Na Igreja da Amazônia a realidade sempre tem sido um elemento fundamental, a partir do qual construir os caminhos. Santarém é um claro exemplo disso, que teve como consequência um documento onde essa realidade social e eclesial é recolhida claramente. 50 anos depois, a realidade sócio-política na Amazônia é desafiante, segundo Luís Fernando Novoa, algo que se concretiza em grandes projetos que chegam para destruir a Amazônia, soberania privada acima da soberania social, desafiando a Igreja católica a negociar uma trégua que evite essa destruição da Amazônia. Diante disso a Igreja tem que ser parceira, acreditar nos pequenos, nos pobres, fortalecer uma sociedade além do mercado.

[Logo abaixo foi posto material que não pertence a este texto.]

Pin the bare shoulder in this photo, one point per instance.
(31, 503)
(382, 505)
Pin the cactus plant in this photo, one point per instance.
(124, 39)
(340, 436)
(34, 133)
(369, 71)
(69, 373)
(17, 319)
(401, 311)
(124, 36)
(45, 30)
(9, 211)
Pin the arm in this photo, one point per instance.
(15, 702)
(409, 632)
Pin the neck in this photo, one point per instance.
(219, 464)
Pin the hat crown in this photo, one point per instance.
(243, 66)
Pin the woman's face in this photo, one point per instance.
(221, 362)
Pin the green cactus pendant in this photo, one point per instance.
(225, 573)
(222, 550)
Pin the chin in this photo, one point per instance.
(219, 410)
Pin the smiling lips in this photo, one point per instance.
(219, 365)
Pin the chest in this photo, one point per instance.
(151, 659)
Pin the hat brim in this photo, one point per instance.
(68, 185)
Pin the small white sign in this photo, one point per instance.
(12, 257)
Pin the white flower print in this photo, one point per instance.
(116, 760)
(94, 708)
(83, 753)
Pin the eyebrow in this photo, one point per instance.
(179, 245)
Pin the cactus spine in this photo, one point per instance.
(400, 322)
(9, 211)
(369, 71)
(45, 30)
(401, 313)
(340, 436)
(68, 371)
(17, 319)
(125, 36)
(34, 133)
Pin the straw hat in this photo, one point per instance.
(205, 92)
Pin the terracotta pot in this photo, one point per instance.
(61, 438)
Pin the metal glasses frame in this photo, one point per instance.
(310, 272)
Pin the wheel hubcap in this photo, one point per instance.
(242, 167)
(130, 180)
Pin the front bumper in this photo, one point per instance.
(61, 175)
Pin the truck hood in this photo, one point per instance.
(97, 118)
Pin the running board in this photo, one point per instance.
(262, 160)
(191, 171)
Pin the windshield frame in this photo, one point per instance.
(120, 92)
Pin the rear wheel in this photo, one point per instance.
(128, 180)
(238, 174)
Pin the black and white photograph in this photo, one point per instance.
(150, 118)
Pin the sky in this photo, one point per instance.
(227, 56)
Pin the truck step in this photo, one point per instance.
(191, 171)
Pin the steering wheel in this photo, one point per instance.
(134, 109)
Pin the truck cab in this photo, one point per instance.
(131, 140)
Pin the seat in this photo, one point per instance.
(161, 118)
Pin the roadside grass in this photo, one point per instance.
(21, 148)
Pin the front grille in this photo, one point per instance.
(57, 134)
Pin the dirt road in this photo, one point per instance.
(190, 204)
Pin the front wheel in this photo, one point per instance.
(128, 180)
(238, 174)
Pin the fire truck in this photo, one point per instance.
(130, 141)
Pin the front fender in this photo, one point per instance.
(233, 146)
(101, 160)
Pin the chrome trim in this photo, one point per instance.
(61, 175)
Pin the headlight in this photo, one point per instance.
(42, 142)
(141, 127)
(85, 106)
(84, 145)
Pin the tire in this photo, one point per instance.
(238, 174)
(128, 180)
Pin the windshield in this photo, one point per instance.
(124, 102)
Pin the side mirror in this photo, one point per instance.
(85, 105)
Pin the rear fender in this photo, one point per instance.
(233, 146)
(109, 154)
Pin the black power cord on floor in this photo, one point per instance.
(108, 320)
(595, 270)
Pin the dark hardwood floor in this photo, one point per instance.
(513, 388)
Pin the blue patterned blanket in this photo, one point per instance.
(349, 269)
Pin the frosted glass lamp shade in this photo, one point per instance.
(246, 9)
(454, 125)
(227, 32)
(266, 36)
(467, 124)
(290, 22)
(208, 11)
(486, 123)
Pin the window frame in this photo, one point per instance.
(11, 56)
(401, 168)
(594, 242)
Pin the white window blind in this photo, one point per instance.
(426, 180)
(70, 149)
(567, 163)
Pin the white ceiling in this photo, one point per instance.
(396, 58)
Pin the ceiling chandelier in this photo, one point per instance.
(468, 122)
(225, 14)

Na análise de conjuntura eclesial, Dom Leonardo Steiner partiu do Documento de Santarém e da Querida Amazônia, questionando: “Como estamos hoje como Igreja na Amazônia?”, e desafiando os participantes do encontro a tentar “nos situarmos como o fizeram os irmãos há 50 anos”. Seguindo o Documento de Santarém foi analisando os passos a serem dados para concretizar suas linhas prioritárias: Encarnação na realidade e Evangelização libertadora.
Em relação com Querida Amazônia insistiu em que os sonhos são dimensões de uma única realidade, de um todo, um chamado à Igreja a ser presença em cada uma das realidades, a incultura-las, chamando a ir ao encontro para descobrir o que é mais significativo. Entre esses elementos significativos alguns foram compartilhados em diferentes testemunhos dos participantes do encontro.
Uma jornada encerrada com a celebração Memorial dos 50 anos do Documento de Santarém, com a presença do povo da Arquidiocese na Igreja de São Francisco. Um momento para lembrar um Documento que tornou a Igreja uma rede de comunidades e uma das maiores defensoras da vida dos povos originários, do direito à terra, dom de Deus para todos seus filhos e filhas. Um momento em que Dom Leonardo Steiner, presidente da celebração, chamou a ser cada vez mais sal da terra e luz do mundo, aquilo que ajuda a saborear a vida a se admirar com um mundo cheio de vida.